Por dolorosa que sea la verdad, es hora de que reconozcamos que como orden social, cultural y político estamos fracasando de manera evidente. En especial, debemos de reconocer que subsiste una lectura de clase que desestima la ocurrencia de hechos delictivos en la ciudad, porque los que mueren en estos eventos no cuentan socialmente.

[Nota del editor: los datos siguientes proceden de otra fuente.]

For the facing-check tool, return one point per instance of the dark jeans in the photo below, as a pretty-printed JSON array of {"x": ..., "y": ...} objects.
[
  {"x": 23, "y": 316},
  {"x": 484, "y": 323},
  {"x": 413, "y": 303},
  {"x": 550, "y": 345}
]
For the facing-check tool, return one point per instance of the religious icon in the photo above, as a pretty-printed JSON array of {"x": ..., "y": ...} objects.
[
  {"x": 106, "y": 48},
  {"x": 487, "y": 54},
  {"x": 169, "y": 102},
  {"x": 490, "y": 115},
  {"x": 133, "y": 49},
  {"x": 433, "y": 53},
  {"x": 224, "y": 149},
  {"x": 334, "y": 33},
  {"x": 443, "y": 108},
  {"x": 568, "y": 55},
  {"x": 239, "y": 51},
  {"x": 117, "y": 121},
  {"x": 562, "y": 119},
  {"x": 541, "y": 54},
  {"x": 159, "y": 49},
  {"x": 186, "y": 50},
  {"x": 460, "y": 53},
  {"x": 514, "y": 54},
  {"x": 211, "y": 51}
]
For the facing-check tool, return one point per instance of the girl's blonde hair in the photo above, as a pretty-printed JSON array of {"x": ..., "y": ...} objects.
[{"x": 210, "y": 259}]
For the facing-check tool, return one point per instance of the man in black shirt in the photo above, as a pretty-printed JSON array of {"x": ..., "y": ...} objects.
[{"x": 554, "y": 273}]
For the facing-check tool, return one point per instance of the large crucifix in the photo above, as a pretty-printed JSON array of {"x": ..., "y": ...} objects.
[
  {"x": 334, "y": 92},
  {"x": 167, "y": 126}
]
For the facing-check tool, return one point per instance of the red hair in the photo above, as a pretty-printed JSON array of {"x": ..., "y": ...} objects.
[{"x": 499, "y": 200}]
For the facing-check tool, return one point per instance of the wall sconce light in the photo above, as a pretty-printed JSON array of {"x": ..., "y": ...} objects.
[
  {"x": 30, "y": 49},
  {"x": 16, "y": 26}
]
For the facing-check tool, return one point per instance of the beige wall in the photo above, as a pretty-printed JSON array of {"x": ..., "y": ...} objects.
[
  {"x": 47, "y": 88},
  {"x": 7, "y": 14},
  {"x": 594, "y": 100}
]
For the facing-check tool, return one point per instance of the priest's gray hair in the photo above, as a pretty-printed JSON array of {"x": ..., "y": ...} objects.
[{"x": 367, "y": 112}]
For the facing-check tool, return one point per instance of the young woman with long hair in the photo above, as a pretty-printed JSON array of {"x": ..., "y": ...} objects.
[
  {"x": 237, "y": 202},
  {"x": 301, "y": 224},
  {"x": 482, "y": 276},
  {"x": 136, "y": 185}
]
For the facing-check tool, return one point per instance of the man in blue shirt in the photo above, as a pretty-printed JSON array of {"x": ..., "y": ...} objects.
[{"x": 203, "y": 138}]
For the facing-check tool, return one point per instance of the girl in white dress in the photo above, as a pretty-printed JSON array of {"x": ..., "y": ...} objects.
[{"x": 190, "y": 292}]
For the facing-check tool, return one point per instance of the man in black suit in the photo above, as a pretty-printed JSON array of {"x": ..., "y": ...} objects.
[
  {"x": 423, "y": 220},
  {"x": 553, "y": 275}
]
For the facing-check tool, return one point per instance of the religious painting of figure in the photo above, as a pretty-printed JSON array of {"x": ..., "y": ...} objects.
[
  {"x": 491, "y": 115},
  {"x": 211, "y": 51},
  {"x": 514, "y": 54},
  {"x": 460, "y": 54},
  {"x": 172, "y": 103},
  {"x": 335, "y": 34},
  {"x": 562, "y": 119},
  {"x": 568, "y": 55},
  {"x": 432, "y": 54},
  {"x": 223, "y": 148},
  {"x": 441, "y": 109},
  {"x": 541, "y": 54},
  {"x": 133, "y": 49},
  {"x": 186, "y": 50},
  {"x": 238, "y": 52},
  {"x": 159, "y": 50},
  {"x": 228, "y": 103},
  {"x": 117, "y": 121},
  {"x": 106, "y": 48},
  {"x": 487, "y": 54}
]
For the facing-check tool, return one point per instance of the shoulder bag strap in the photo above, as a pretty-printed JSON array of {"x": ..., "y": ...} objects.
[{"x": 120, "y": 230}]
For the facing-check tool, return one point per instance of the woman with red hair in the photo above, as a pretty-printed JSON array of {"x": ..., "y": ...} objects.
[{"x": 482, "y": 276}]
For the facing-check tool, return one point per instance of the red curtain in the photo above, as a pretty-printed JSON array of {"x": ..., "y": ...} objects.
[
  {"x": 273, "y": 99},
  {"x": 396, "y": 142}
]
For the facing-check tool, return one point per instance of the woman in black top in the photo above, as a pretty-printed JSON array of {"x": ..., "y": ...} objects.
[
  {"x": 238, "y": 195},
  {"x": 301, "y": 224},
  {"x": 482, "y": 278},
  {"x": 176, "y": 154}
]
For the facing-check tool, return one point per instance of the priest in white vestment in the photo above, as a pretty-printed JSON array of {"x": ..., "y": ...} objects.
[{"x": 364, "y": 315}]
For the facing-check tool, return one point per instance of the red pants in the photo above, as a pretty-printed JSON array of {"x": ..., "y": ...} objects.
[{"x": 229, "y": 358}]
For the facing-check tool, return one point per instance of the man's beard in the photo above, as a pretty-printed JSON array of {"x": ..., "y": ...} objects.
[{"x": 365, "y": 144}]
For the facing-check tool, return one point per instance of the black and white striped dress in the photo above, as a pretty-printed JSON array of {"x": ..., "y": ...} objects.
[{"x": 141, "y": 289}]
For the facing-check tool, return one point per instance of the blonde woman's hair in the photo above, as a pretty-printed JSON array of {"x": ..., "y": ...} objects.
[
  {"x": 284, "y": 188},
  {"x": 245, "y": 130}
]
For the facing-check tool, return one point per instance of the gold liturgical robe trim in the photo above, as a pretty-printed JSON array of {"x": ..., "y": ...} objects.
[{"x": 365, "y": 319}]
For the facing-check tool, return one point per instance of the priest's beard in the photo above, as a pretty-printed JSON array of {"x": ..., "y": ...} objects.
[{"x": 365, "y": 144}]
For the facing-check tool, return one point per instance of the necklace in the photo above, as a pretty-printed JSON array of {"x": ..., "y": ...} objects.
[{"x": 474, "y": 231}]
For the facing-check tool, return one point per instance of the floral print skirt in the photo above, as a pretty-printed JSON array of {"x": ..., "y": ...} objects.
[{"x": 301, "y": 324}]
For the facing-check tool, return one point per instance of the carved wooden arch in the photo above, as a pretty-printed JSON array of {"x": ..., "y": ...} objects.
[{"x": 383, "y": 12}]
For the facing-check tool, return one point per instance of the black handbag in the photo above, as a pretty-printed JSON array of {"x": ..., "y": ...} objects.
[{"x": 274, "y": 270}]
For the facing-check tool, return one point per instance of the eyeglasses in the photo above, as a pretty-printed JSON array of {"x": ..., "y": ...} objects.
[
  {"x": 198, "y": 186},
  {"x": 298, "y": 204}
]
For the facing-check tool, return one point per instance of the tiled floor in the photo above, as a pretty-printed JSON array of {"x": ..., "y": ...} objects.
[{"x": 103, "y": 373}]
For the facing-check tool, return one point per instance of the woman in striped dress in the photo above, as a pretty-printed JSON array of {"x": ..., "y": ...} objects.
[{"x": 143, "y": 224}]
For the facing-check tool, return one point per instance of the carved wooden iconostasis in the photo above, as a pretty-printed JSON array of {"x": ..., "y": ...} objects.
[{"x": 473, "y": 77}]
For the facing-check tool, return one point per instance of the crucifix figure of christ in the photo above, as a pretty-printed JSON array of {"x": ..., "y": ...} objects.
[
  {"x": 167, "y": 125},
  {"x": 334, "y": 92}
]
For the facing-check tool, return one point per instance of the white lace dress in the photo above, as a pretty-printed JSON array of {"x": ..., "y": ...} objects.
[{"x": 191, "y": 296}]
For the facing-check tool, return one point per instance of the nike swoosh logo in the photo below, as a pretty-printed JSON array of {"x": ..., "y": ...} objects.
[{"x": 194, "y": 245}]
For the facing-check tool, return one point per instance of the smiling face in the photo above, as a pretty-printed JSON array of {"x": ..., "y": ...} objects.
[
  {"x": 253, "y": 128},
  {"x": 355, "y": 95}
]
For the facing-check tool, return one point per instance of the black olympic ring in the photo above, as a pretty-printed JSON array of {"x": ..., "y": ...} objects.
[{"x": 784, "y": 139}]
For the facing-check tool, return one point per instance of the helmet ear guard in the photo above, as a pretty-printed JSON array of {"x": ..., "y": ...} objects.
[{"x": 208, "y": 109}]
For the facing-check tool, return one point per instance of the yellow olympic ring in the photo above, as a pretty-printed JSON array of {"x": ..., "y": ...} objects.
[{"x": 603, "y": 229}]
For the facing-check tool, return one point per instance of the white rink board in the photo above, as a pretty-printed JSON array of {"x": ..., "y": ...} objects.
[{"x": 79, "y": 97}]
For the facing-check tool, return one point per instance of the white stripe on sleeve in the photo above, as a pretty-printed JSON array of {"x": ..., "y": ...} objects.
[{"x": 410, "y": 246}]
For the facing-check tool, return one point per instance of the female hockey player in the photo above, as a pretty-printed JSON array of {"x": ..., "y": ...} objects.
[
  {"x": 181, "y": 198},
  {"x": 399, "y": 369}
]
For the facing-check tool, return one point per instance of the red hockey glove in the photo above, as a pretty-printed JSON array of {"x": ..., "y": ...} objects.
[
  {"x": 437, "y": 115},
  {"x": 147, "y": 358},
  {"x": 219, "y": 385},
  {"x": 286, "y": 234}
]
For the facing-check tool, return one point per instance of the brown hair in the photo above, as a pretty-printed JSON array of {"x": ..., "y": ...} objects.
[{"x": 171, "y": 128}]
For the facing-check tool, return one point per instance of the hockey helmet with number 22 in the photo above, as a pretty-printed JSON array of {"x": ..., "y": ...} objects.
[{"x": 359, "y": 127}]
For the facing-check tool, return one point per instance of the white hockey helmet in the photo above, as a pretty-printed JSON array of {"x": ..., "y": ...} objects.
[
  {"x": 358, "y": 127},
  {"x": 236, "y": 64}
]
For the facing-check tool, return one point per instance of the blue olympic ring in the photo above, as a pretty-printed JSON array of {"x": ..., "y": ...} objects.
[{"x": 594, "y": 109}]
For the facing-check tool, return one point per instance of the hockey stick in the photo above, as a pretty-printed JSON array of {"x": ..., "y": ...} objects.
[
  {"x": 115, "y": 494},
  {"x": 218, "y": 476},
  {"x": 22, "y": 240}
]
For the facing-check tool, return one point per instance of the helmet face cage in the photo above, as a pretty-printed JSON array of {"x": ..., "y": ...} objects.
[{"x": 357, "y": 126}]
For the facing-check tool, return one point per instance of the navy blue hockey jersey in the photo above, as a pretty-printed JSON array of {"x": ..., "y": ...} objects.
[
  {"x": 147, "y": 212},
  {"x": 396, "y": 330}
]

[1] Se suma a la masacre, el deceso de 34 personas más,  en seis días,  en diferentes hechos y circunstancias. La mirada del periodismo coadyuva a que el problema estructural de violencia de la ciudad de Cali se siga asumiendo desde una perspectiva coyuntural. Véase el titular, La mala hora de la seguridad en Cali (sic). Véase: http://www.semana.com/nacion/articulo/preocupacion-por-aumento-de-violencia-inseguridad-en-cali/405292-3
[2] Si son ciertas las versiones de prensa que indican que la masacre se cometió dentro de una propiedad de unos hermanos que están extraditados, ¿por qué a esa propiedad no se le aplicó la extinción de dominio y por qué seguía al servicio de criminales?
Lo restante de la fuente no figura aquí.